There are clear signs of a rebound in consumer borrowing, after many years of stagnation.

Personal lending has increased by Dh24.2 billion so far this year to Dh285.1bn, outstripping the lending growth to the wider UAE economy and reflecting nine consecutive months of new loan underwriting.

It is against this backdrop that the Ministry of Finance has accelerated the launch of the Al Etihad Credit Bureau, appointing Marwan Lutfi as its chief executive in October as it begins operational trials.

The UAE’s first federal credit bureau is intended to give lenders a complete picture of a borrower’s indebtedness when it becomes fully operational in 2015.

The lack of a federal credit bureau meant that in the past banks were unable to assess whether or not a customer had spread multiple debts across several banks.

This was one of the major factors contributing to the spiral of bad debts that took place during the global financial crisis.

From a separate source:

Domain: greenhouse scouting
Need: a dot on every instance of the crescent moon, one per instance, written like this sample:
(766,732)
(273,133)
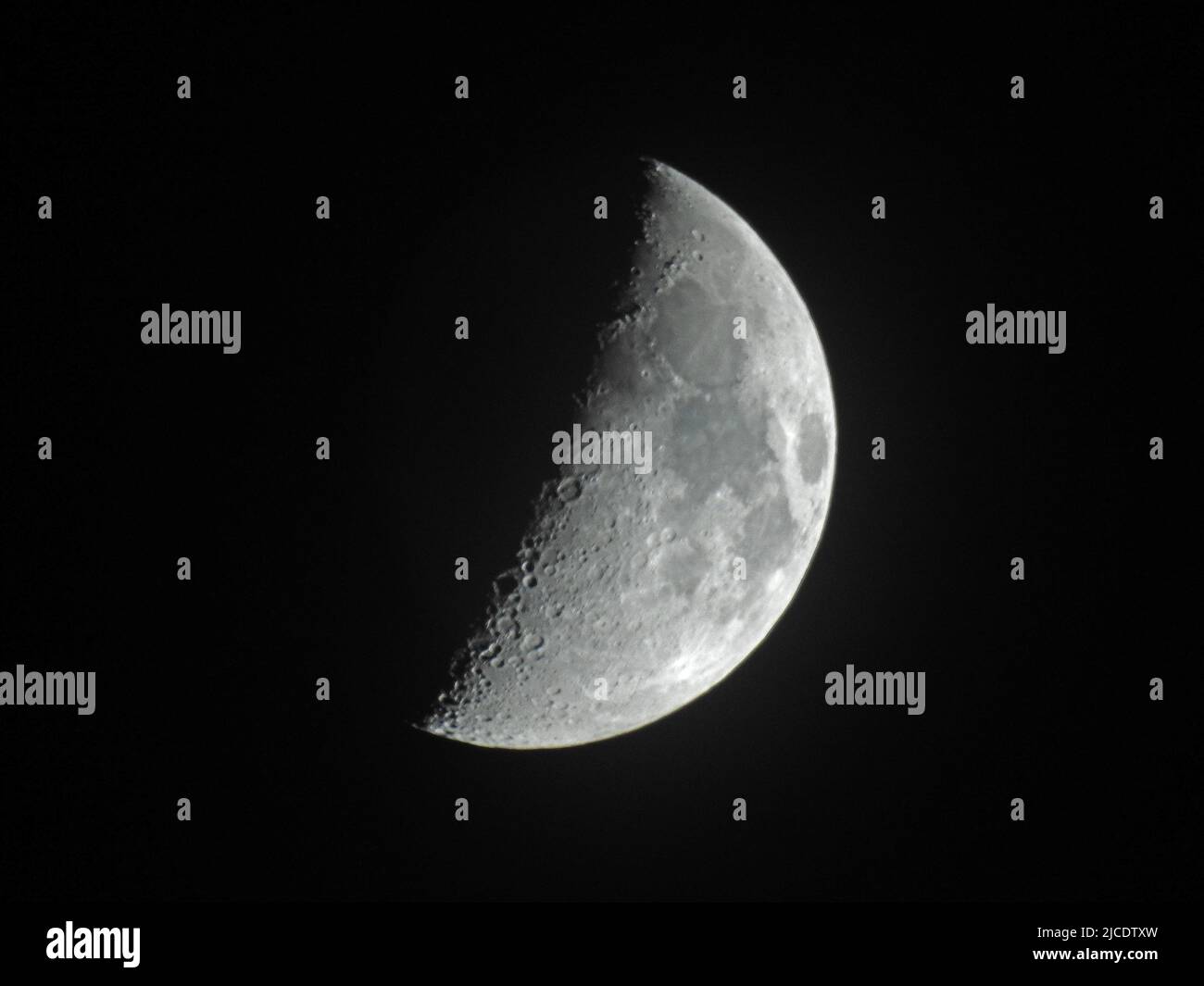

If one bank pressed a criminal case for a bounced cheque, it often found a queue of rival creditors also seeking to collect these debts.

A total of 1.4 million cheques failed at the point of use last year, representing payments of Dh46.8bn lost to the economy.

The economic recovery has driven that total down from a high of Dh67.4bn in 2009, the year when debt restructuring at Dubai World spilled into a financial crisis for the UAE’s banks and an average one in 14 cheque payments was returned as invalid every month.

Nevertheless, the country’s financial sector has grown much bigger now after the crisis – the banks’ total assets in September, the latest month available, showed that banks’ balance sheets have grown by 31 per cent since the end of 2008.

Not all are convinced that banks have sufficient risk controls on their existing customer base.

Abdul Aziz Al Ghurair, the head of the UAE Banks Federation and chief executive of Mashreq, warned in September that bank customers could be so heavily indebted that “there will be no lending to anybody for six to 12 months” after the credit bureau begins operations as banks assess the financial health of their existing customer base.

The Al Etihad Credit Bureau did not comment on any of the recent developments.

The property market has also been a target of interest for the Central Bank. A long-debated cap on how much of a property purchase could be financed with mortgages was announced at the end of October, after a public dispute with the sector that began last December.

In a bid to remove speculative buyers, also known as “flippers”, from the market, the Dubai Land Department also increased transfer fees on property sales to 4 per cent, meaning those who play the property market aggressively will face higher costs than homeowners.

But not every move has been a tightening. The Abu Dhabi Executive Council removed a 5 per cent cap on rent increases last month, in a move that many real estate industry analysts expect will result in rents starting to rise once more.